Les balles sifflent à ses oreilles. Il est encore debout et l’objectif est proche.
Tac-a-tac-a-tac-a-tac !
Il éprouve une sensation de brûlure à la tête. Un liquide chaud suinte dans son casque.
Une ombre passe près de lui, courant et sacrant. On dirait Rosaire. Il s’élance sur ses pas. Tous deux contournent les mitrailleuses, l’un suivant l’autre.
Sarment ouvre la porte de l’abri et lance sa grenade. Les boches tombent pêle-mêle, déchiquetés. L’un d’eux trouve la force d’user de son revolver contre Sarment qu’il blesse.
Le capitaine surgit et le venge.
L’objectif est atteint.
II
BULLY-GRENEY
— En plein dedans, mon adjudant ! clame un petit cuistot, sale et dépenaillé, mais gras et rubicond, sur le ton désinvolte d’un « titi » qui vit, dans une guinguette des environs de Paris, le palet de métal s’engouffrer dans la gueule distendue de la grenouille.
Ici, la grenouille, c’est la fosse des mines ; le palet, un des « 420 » que crache l’énorme Bertha.
Une foule, curieuse et disparate, massée sur la place de Bully-Greney, assiste au marmitage, avec une insouciance du danger qui tient beaucoup plus de l’ignorance que de la bravoure.
Il y a là des civils, mineurs qu’on a jugés plus utiles à leur mine qu’aux tranchées, aussi les femmes et leurs petits, enfin, les embusqués du front, scribes, cuistots, infirmiers, chevaliers de la plume, de la cuiller à pot, ou du clysopompe.
Ni héros, ni lâches, ils assistent de tout près au terrible jeu, sans songer à leurs propres risques, ainsi que des badauds regardent une bataille de rue sans penser aux coups qui s’égarent !
Ce n’est pas eux que les boches visent — avec une précision mathématique, d’ailleurs — c’est la Fosse ! Alors, pourquoi éclats ou débris viendraient-ils les atteindre ?
Cependant, premier avertissement, sommation narquoise et menaçante, un morceau d’acier tourbillonne avec un ronflement de toupie, frappe un mur avec un claquement de fouet, et coupe, entre les deux mains, le manche à balai d’une petite vieille qui, indifférente, l’esprit ailleurs — près de son fils peut-être — nettoyait son perron. Elle regarde avec humeur l’objet mutilé, désormais inutile, puis, réalisant soudain que le danger vient de la frôler, elle brandit les deux tronçons, dans un geste de malédiction et, prise de panique, elle entre se barricader dans sa maison.
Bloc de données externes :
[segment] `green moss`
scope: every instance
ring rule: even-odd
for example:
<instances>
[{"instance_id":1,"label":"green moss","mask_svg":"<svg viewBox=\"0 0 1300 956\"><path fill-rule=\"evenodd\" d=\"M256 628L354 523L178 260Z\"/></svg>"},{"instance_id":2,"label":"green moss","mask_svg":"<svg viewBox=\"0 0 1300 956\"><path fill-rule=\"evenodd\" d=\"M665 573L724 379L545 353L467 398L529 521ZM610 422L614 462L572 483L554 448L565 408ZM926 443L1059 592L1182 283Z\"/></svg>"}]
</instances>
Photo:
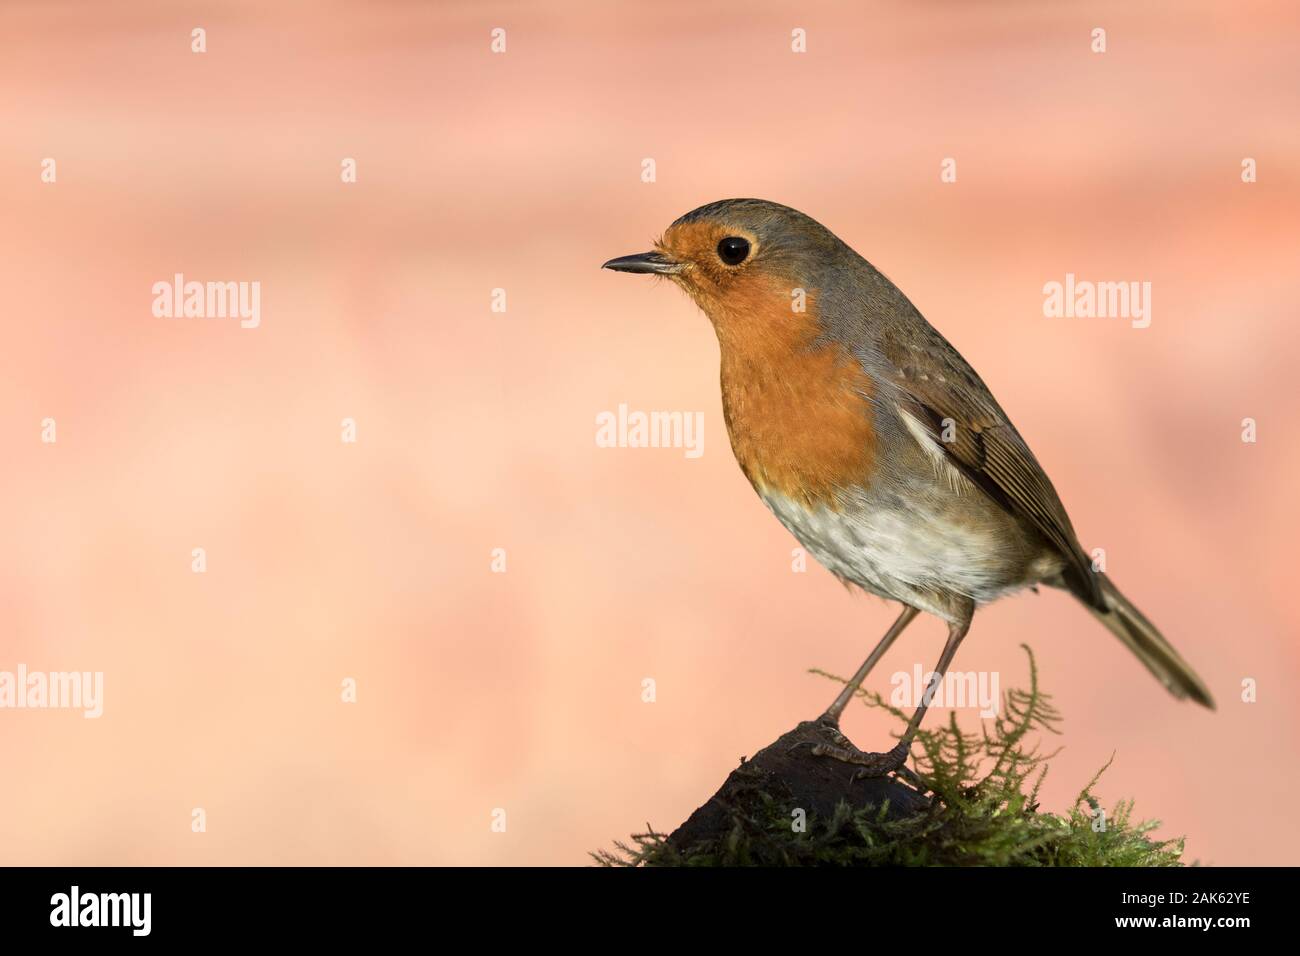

Un mouvement se dessine parmi les spectateurs, de ces mouvements de recul, hésitants au début pour bientôt devenir frénétiques. Mais une clameur s’élève et l’on oublie de fuir :
— Le feu !
Une gerbe de flammes s’élève de la Fosse.
La Fosse ! Pour les hommes présents, pour les civils du moins, c’est le prétexte de rester au foyer, c’est le gagne-pain, la mère nourricière, qui recèle à cette heure, dans les profondeurs de ses flancs, l’équipe de jour. On songe à ces malheureux qui, en ce moment, fuient, dans une galopade effrénée, l’incendie souterrain. À quelques kilomètres, à la Fosse No 2, ils trouveront une issue… peut-être. Peut-être aussi le tir de l’ennemi les y aura précédé et ils devront reprendre leur fuite éperdue, vers Calonne ou les Brebis, poursuivis par les flammes, l’éboulement et l’asphyxie.
Ceux qui sont à la surface n’ont pas hésité ; sans se soucier que d’autres obus peuvent venir, ils se précipitent à la défense de la Fosse en flammes.
Les curieux s’écartent. C’est la 2ème compagnie du 22ième Canadien qui rentre à son cantonnement de repos, après avoir été décimée dans l’attaque de la ville.
En tête, le capitaine Marville, se redresse un peu, malgré l’épuisement et la blessure de son front bandé. Les hommes suivent, mornes et bas, le regard encore embué par la vision du cauchemar, le corps courbaturé sous la couche de boue séchée.
Plusieurs portent des pansements : les malchanceux, dont la blessure n’est pas assez grave pour motiver l’évacuation. On devine les nombreux vides. Sous les regards de sympathique pitié, les débris de la compagnie défilent, indifférents et résignés, silencieux et atones, si absents, si lointains, qu’on dirait des fantômes.
Ils marchent, comme des automates, guidés par la voix d’une vieille folle qui, dans sa cuisine à l’âtre éteint, répète avec angoisse la seule phrase qu’on lui connaisse :
— J’ai faim !
Lorsqu’ils sont venus pour la première fois, la petite vieille était là, recroquevillée sur une chaise, avec son regard lointain et son teint rose. Ils l’ont saluée cordialement, avec cette joie enfantine, qu’ils éprouvaient toujours, à montrer que, sous l’uniforme khaki, ils parlaient la bonne langue française.
La petite vieille a jeté, en réponse, sa plaintive mélopée :
— J’ai faim ! J’ai faim !
L’un d’eux a répondu gaiement, mélangeant l’argot de tranchée à la rude langue du pays natal :
— Ben, si t’as faim, la petite mère, ça s’adonne que tu vas becqueter à ton goût !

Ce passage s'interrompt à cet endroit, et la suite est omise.